SMABS 2004 Jena University
SMABS 2004 Home Organization About Jena Sponsors Links Imprint / Contact SMABS Home

European Association of Methodology

Department of methodology and evaluation research

Jena University

Contributions: Abstract

Multiple imputation of missing data under a multilevel setting

Gert Jacobusse Stef van Buuren
TNO
Karin Groothuis-Oudshoorn
Roessingh Research and Development
The Netherlands

Missing data are an inevitable byproduct of any data gathering technique. For a statistician, these missing data often form a substantive challenge. Multiple imputation (Rubin, 1987) is a general and practical approach that yields valid inferences from incomplete data. Van Buuren and Oudshoorn (2000) describe a sequential Gibbs sampling method called MICE for imputing multivariate incomplete data. Imputations are drawn from the posterior predictive distribution, which is updated in each iteration. Simulations have shown that imputations converge towards the appropriate multivariate posterior distribution of the incomplete information.

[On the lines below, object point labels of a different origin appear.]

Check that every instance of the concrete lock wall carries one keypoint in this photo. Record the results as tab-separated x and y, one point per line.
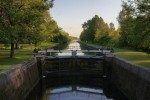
133	80
17	81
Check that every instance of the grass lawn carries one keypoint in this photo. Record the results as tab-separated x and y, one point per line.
136	57
20	55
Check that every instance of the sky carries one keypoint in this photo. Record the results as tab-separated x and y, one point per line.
71	14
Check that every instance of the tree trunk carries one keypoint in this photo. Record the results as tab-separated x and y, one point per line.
16	46
12	50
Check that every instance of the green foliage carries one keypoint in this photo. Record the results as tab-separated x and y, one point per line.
134	20
97	31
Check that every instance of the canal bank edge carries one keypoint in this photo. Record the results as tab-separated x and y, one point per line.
133	80
17	81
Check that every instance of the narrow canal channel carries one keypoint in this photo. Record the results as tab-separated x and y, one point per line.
75	84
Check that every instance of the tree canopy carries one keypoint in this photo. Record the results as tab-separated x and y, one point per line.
26	21
96	30
134	20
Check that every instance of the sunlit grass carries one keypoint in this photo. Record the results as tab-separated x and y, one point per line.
20	55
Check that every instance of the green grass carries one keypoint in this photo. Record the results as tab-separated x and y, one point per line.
20	55
140	58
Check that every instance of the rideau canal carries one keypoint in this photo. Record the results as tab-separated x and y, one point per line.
75	84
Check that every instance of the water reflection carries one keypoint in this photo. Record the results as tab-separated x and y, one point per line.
75	83
76	93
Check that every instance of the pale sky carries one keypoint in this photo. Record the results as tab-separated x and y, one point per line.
71	14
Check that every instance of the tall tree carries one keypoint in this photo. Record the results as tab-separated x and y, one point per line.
20	20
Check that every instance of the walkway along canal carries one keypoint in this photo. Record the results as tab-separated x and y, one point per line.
54	78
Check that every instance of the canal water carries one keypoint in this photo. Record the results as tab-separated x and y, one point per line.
75	87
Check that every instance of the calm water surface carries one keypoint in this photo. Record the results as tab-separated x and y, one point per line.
74	90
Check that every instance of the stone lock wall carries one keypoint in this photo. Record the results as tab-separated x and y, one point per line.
133	80
17	81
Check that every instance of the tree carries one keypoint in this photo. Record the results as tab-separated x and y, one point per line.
134	20
97	31
20	20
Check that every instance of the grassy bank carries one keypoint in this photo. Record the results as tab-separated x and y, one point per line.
136	57
20	54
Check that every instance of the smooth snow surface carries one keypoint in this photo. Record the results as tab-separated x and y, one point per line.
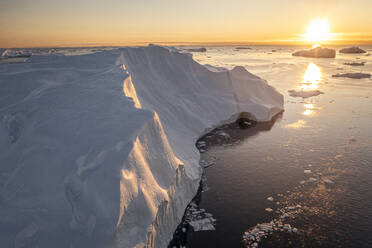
98	150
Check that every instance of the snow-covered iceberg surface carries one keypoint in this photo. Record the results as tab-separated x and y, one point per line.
352	50
99	150
318	52
8	53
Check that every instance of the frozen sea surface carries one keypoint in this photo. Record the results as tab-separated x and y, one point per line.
314	163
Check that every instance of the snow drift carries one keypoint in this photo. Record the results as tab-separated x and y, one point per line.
99	150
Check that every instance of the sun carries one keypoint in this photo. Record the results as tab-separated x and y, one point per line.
318	31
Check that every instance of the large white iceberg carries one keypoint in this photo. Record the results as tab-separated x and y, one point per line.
99	150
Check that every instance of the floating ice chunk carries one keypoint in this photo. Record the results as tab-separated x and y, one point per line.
352	50
202	225
304	94
356	75
313	180
328	181
318	52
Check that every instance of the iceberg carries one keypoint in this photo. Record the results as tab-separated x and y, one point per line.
353	75
352	50
8	53
318	52
98	150
355	63
200	50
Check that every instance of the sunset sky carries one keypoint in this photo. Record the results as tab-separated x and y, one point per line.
28	23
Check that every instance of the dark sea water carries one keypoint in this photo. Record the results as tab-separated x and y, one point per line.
314	160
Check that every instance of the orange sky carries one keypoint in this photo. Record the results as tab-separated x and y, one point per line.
27	23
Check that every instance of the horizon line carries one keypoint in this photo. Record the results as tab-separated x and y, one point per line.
198	43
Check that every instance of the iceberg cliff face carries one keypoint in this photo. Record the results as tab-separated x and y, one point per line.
99	150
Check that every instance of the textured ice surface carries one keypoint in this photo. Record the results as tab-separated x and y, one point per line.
98	150
304	93
352	50
353	75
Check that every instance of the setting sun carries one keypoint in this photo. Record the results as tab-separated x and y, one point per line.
318	30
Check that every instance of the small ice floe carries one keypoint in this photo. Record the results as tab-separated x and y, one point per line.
223	134
353	75
199	219
285	216
355	63
313	180
270	198
8	53
352	50
304	93
206	164
328	181
338	156
317	52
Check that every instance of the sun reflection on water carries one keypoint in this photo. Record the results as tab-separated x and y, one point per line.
309	109
312	77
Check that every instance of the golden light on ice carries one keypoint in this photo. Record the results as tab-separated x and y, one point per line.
318	30
309	109
312	77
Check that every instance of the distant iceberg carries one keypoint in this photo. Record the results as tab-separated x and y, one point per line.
318	52
98	150
352	50
355	63
356	75
8	53
200	50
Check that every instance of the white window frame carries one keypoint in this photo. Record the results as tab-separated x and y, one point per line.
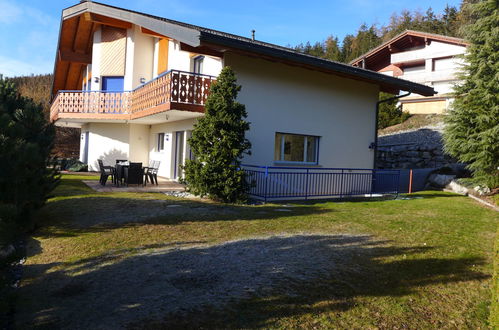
305	136
198	60
160	142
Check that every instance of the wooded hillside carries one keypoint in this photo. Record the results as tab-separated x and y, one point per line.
449	22
37	87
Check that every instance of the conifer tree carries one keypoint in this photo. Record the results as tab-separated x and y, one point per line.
472	130
26	140
218	144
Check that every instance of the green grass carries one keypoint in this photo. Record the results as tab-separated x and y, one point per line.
431	267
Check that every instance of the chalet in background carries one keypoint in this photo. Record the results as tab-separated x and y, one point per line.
430	59
136	84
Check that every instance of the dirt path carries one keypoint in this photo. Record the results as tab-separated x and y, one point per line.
115	290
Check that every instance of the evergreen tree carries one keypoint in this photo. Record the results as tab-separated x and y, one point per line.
26	140
218	144
332	50
472	131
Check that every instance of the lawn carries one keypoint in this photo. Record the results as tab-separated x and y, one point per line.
151	261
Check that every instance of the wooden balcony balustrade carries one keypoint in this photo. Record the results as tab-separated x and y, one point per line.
173	90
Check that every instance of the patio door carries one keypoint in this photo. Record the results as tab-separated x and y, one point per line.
179	154
85	141
113	87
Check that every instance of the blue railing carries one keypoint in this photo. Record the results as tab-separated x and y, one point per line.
279	182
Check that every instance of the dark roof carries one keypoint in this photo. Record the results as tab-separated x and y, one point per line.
289	55
431	36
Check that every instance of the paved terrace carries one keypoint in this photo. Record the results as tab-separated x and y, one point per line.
164	185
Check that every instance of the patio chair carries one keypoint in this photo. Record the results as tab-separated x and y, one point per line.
105	172
120	172
134	174
152	172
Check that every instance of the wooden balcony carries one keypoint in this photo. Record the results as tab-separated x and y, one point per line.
173	90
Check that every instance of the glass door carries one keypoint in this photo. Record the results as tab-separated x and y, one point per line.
179	154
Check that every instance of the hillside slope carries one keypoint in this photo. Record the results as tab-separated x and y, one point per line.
38	88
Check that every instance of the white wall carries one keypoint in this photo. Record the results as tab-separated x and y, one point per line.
183	61
434	50
167	156
139	143
178	59
281	98
107	141
143	57
96	57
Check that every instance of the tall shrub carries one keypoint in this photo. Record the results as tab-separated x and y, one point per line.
218	144
472	130
26	140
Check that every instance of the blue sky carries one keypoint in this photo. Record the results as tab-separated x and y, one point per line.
29	28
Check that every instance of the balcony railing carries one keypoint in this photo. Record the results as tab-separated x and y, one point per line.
173	90
281	182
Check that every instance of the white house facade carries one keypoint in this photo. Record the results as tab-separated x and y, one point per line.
136	85
425	58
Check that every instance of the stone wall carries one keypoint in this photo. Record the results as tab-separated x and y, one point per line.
422	148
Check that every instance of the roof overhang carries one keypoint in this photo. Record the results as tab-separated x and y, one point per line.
80	21
387	83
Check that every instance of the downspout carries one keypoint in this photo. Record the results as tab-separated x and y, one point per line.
375	144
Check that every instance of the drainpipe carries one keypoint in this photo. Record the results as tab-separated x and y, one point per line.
374	145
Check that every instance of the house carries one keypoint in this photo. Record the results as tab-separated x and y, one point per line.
136	84
426	58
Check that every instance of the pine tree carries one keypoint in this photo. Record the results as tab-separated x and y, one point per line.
26	140
472	131
218	144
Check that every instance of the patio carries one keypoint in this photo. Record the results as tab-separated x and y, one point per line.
164	185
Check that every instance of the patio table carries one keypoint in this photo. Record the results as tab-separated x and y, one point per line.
120	172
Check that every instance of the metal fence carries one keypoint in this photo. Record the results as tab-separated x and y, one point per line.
276	182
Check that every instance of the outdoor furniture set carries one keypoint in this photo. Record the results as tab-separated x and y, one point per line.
126	173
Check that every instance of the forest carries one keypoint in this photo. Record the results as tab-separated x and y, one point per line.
367	37
449	22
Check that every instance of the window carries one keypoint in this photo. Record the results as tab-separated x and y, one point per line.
198	64
296	148
161	142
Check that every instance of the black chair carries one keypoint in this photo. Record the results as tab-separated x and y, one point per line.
151	172
105	172
134	174
120	172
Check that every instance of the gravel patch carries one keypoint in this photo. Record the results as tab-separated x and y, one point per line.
88	213
115	290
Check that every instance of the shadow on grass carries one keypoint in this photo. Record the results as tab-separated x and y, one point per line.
94	214
246	283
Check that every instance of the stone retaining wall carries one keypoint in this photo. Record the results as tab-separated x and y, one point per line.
420	148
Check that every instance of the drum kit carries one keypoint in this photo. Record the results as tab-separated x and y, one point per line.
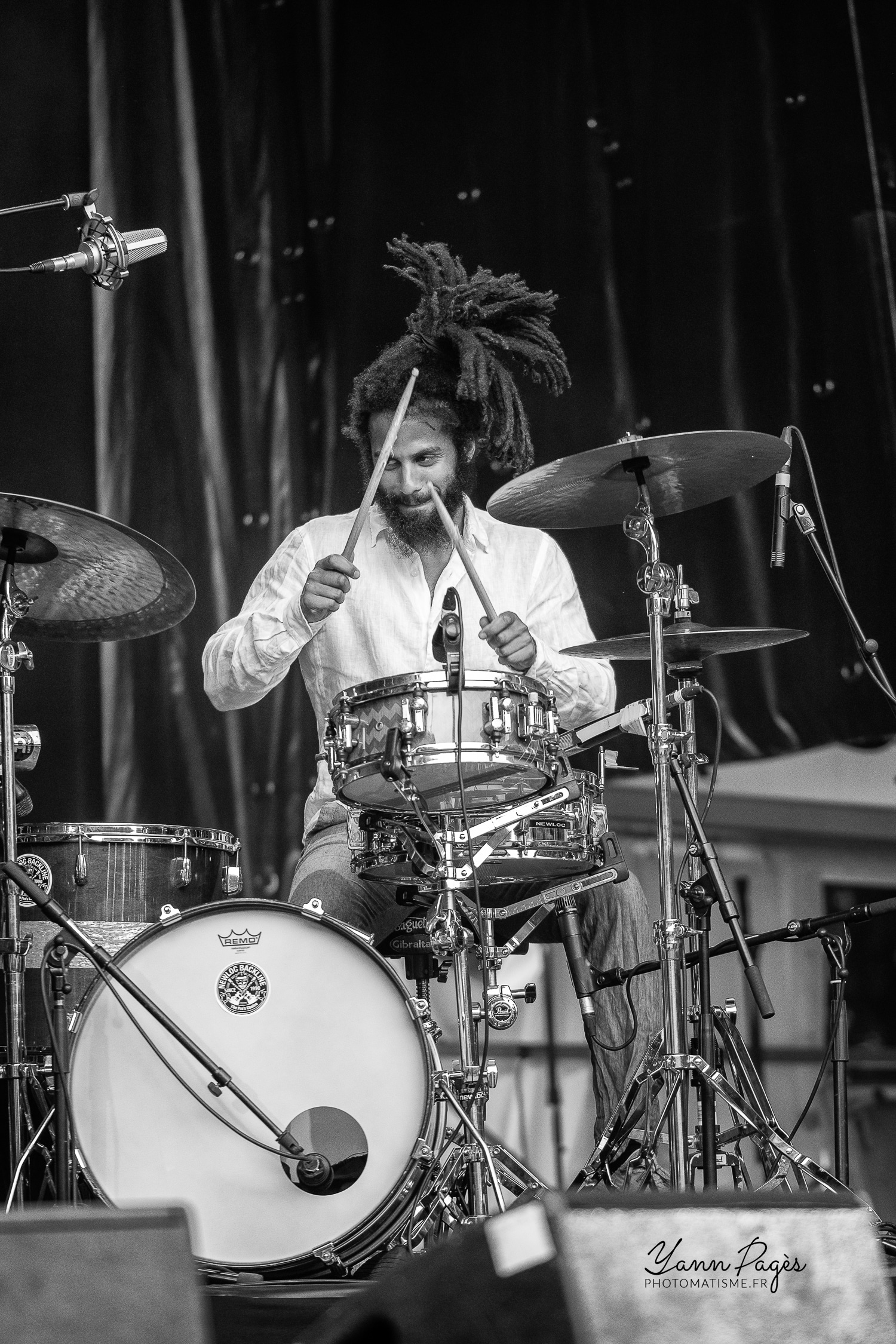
202	1015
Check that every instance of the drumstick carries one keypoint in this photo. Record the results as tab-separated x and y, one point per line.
450	527
386	452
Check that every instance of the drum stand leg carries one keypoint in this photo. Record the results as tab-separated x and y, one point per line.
62	1147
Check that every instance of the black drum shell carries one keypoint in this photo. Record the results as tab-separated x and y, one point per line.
130	879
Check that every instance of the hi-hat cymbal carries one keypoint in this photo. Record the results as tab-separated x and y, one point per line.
92	578
596	490
688	642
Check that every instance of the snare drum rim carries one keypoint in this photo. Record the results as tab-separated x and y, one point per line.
395	1205
435	680
120	832
440	753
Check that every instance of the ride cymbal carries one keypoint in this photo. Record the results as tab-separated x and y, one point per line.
683	471
92	578
688	642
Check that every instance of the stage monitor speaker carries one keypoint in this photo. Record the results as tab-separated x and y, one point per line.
99	1277
622	1269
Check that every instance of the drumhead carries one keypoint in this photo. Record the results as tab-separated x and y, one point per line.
311	1023
434	680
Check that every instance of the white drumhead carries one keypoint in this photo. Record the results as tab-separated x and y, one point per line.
303	1017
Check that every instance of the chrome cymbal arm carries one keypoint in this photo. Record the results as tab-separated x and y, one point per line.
657	581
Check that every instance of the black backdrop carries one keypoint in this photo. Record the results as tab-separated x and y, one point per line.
692	180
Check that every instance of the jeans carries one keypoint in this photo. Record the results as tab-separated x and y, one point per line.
616	931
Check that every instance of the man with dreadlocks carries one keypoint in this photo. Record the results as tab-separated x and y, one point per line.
352	622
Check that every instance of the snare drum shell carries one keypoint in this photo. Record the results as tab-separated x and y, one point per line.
128	879
498	768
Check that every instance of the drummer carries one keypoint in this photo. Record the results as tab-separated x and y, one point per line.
347	622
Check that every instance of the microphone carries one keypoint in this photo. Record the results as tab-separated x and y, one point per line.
105	253
602	730
782	508
23	802
446	642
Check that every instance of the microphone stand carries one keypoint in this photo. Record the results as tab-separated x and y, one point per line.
316	1170
867	647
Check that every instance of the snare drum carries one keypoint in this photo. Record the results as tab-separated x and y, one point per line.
554	843
508	751
115	879
316	1029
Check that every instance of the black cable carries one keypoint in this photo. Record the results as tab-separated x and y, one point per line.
834	566
634	1029
824	1065
57	1050
171	1069
716	756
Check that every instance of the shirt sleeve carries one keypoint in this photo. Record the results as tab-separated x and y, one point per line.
585	689
256	649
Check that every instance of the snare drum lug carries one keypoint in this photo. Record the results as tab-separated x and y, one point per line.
231	879
81	863
182	873
422	1153
327	1253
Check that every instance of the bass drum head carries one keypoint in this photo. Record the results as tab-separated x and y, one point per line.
314	1027
490	780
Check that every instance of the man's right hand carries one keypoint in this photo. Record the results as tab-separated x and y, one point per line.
326	588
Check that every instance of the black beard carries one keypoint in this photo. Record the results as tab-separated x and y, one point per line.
424	531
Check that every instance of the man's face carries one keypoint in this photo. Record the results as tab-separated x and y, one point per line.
424	452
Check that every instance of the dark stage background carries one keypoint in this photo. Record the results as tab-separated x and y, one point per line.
692	180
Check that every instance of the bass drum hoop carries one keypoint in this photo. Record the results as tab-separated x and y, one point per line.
379	1226
435	682
445	754
120	832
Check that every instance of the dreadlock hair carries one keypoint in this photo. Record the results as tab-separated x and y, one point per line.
456	336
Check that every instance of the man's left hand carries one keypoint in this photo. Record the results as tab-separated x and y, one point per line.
511	640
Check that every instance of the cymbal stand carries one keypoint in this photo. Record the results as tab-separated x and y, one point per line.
14	605
657	581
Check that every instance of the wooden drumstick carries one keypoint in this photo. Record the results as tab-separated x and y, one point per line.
386	452
450	527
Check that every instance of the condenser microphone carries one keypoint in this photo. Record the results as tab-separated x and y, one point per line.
100	256
782	508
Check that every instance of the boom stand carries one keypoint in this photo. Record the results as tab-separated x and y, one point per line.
14	605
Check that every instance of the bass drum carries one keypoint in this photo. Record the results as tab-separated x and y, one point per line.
316	1029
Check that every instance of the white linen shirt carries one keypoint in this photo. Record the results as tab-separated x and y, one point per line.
386	624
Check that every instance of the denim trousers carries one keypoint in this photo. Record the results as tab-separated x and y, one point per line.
616	931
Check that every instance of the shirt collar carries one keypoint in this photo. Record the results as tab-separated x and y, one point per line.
473	524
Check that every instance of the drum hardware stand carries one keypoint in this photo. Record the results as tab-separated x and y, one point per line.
837	949
14	605
60	988
316	1168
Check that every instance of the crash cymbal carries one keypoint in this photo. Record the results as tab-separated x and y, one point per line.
688	642
92	578
596	488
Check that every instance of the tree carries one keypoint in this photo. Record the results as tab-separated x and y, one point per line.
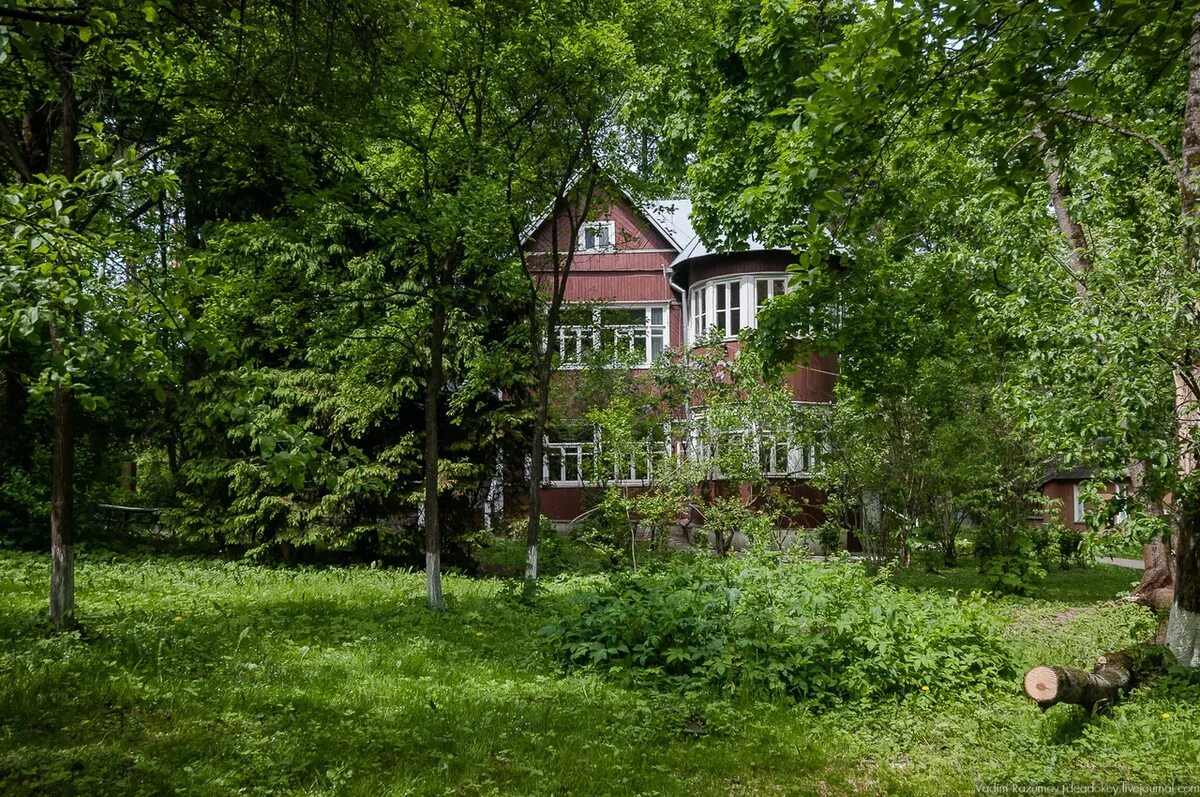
1066	103
81	289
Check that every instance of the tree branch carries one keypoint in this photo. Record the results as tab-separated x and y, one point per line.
1176	168
46	15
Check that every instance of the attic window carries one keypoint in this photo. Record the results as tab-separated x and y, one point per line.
597	237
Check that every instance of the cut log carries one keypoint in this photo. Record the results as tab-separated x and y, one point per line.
1113	675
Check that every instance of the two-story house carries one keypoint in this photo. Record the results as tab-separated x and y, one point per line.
651	285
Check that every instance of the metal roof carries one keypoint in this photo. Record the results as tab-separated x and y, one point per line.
672	217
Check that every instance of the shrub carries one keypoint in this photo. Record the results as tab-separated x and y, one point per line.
775	628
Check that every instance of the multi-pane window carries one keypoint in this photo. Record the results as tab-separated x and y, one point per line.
727	307
635	335
767	288
778	456
783	459
699	312
597	237
732	305
567	462
593	462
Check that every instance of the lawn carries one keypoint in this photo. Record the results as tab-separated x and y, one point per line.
209	677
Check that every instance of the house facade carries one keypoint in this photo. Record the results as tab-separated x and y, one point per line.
647	285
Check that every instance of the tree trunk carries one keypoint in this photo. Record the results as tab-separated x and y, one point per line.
432	522
1183	624
538	456
1158	574
1113	675
61	519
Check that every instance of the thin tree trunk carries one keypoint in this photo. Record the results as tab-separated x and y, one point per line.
1060	198
1183	624
537	456
432	521
61	517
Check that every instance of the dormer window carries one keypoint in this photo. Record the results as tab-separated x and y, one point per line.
597	237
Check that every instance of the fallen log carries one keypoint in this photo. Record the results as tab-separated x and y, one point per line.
1113	675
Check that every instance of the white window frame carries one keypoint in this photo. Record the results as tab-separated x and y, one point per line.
575	457
577	335
801	460
702	300
610	235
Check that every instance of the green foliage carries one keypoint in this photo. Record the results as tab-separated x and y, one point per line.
340	682
761	625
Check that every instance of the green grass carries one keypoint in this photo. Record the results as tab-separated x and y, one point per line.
1072	586
215	678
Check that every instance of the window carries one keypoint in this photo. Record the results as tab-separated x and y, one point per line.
727	307
732	305
635	335
699	312
781	459
597	237
1122	495
577	463
778	456
567	462
767	288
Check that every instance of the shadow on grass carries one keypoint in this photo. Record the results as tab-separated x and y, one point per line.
317	684
1073	586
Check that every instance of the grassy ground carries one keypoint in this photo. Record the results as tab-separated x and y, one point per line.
216	678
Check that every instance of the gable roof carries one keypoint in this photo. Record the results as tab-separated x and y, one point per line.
671	219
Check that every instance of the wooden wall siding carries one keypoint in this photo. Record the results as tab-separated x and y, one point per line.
811	382
1065	491
618	286
634	232
611	262
735	263
815	382
562	504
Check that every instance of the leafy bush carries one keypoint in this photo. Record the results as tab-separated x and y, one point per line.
774	628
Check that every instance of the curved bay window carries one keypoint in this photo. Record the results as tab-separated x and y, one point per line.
732	304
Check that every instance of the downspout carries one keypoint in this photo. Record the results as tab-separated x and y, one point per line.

In multilevel settings, units cannot be considered to be independently and identically distributed over classes. Multilevel models have become a popular way of handling such data. We extended the ideas of Rubin and propose a method to impute missing data under a multilevel setting using a sequential imputation scheme.

We have developed C++ software for Windows that implements the MICE method and our extension for multilevel data. The program provides some helpful diagnostics. The interface is quite basic: it reads and writes tab delimited ASCII files, and can be directed by means of a straightforward syntax, but most of the functionality is also available via menus. The presentation will include a demonstration of the software prototype.

References

Rubin, D.B. (1987). Multiple imputation for nonresponse in surveys. New York: John Wiley & Sons.

Van Buuren, S. and Oudshoorn, C.G.M. (2000). Multivariate imputation by chained equations. TNO report PG/VGZ/00.038.